This Article explores how courts have created antitrust immunity for patent theft and why this rule is mistaken. Part I introduces basic antitrust concepts, including the antitrust cause of action for illegal monopolization. It shows how courts have applied these antitrust principles to patent fraud, for example, when a firm acquires monopoly power by enforcing a patent that it procured by committing fraud on the Patent Office.

Part II of this Article explores the argument—advanced by influential jurists— that a firm that monopolizes a market through patent theft does not violate the antitrust laws. In Brunswick Corp. v. Riegel Textile Corp., Judge Richard Posner reasoned that so long as a particular patent should issue to someone, who gets the patent and how that individual acquires it are of no antitrust consequence. The Brunswick rule is based on the assumption that patent theft does not create monopoly power; it merely transfers it from one firm to another. Judge Posner further argued that patent theft cannot affect the price paid by consumers because whoever controls the patent will charge the same profit-maximizing price. Thus, patent theft does not affect consumer welfare and is not a concern of antitrust law. Posner’s opinion has become the conventional wisdom. After Brunswick, monopolization through patent theft does not violate Section 2’s prohibition against illegal monopolization.

Part III explains why the rationales for immunizing patent theft from antitrust liability are unsound. Under some conditions, patent theft can create market power, not merely transfer it.
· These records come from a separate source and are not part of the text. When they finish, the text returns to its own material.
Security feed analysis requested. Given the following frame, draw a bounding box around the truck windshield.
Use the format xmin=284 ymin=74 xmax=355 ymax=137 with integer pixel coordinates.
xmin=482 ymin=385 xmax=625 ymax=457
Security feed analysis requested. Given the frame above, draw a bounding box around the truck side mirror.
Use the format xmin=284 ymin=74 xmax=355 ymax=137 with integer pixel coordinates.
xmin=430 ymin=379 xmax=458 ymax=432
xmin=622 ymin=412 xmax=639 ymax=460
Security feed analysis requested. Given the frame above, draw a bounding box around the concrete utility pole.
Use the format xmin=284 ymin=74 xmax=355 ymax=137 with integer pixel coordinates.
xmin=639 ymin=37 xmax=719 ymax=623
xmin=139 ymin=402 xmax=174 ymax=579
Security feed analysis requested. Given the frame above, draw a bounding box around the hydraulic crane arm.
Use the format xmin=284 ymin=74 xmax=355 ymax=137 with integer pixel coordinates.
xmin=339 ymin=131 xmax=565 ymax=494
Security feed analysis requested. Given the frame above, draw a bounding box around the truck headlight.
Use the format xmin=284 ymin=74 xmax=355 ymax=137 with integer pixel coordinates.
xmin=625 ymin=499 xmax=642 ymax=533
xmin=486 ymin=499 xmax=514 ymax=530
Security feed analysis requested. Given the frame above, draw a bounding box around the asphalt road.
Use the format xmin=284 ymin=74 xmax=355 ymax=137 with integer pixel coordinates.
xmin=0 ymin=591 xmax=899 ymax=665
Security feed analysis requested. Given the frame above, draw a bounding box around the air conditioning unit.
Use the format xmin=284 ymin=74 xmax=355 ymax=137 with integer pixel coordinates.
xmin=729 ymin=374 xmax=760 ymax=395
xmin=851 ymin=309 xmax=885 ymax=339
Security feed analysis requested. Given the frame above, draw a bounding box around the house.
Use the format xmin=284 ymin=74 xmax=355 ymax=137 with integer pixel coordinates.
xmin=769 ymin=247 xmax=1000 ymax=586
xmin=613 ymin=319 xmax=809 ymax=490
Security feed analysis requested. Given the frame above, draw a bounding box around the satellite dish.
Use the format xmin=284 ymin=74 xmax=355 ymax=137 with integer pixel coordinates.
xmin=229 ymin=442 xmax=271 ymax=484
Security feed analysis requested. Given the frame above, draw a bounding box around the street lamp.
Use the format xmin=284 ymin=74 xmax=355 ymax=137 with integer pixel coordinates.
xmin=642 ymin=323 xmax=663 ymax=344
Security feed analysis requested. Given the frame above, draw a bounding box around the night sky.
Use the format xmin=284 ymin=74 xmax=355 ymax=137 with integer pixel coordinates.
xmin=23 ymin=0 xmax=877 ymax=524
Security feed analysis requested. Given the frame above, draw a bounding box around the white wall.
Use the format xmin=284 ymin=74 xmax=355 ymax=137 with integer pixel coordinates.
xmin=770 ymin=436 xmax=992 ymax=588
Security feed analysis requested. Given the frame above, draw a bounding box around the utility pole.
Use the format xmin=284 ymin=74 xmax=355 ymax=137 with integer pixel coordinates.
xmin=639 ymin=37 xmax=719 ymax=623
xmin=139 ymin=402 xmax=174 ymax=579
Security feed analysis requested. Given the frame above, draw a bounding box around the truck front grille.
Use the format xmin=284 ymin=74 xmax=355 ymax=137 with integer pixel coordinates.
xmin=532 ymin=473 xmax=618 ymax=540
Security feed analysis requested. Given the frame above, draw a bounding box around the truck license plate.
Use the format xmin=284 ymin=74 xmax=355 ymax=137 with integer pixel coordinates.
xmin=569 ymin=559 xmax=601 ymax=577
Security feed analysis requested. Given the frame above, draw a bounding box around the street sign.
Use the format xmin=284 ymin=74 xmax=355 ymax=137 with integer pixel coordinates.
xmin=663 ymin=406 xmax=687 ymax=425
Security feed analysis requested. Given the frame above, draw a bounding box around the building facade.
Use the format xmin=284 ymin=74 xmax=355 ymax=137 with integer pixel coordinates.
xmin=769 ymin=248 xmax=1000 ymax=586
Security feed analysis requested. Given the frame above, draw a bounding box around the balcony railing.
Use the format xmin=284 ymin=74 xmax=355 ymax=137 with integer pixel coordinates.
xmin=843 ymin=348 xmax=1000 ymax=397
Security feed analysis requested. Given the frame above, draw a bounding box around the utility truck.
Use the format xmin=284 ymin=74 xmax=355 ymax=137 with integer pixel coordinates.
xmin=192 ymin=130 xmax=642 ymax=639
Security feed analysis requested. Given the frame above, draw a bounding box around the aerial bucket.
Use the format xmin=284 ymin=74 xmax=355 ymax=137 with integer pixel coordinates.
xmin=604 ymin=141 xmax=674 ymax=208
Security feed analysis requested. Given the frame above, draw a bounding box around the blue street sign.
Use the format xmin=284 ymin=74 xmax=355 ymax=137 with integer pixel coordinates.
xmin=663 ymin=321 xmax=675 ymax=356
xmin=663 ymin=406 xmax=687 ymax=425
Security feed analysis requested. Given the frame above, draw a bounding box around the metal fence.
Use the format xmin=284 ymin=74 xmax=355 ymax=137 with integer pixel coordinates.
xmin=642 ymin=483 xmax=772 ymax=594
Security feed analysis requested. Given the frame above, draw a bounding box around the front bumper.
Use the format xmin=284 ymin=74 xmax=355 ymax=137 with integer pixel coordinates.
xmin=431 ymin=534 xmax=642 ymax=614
For example, in a scenario involving substitute patents, if two patentable technologies could compete against each other and the owner of one of these technologies steals the other and patents both of them, the patent thief could acquire monopoly power that would not exist if the two patentable technologies were owned by competing firms. Independent of sub- stitute patents, which firm acquires a particular patent has competitive impli- cations because not all patent owners would exercise the exclusionary rights in the same way. Some patent owners may pledge their patents to the public domain. Others may enforce their patents less aggressively or more selectively. Additionally, not all patentholders price their patented inventions similarly. Part III describes how various regulatory, institutional, contractual, and market constraints can limit some patentees’—but not others’—ability to charge a monopoly price.

Patent theft also implicates innovation and efficiency concerns. Price competi- tion is only one facet of how competition affects consumer welfare. Dynamic competition is what spurs innovation, ensuring that consumers benefit from products being improved and entire new categories of consumer products being developed. Dynamic competition depends on proper incentives being in place.

Patent theft reduces the expected benefits of R&D. If one’s ideas can be misappropriated by a rival firm who can use a stolen patent to exclude the innovator from the market, the incentive to innovate is significantly reduced. Furthermore, as an innovator in the past, the true inventor may be more likely to take the monopoly profits associated with a valuable patent and reinvest them to develop future innovations. Finally, patent theft can impose inefficiency on the economy by encouraging patent suppression and discouraging the efficient licensing of technology. For all of these reasons, patent theft can reduce consumer welfare in a manner that antitrust law cares about.

Part IV explains why monopolization through patent theft violates Section 2 of the Sherman Act. Assuming that the patent thief has monopoly power, stealing a rival’s patent constitutes monopoly conduct. Patent theft is not competition on the merits, nor does it fall within any recognized antitrust defense. Both the excluded rivals (including the true inventor) and consumers who pay inflated prices suffer antitrust injury and are appropriate antitrust plaintiffs. Moreover, antitrust liability is appropriate for patent thieves who illegally monopolize a market because neither patent law nor various state causes of action provide a sufficient remedy to disgorge the ill-gotten gains of patent theft, to deter patent theft, or to compensate the victims of patent theft for their losses. Consequently, antitrust law should condemn monopolization through patent theft regardless of the fact that the true inventor could have patented the underlying invention. Patent theft should not be immune from antitrust scrutiny.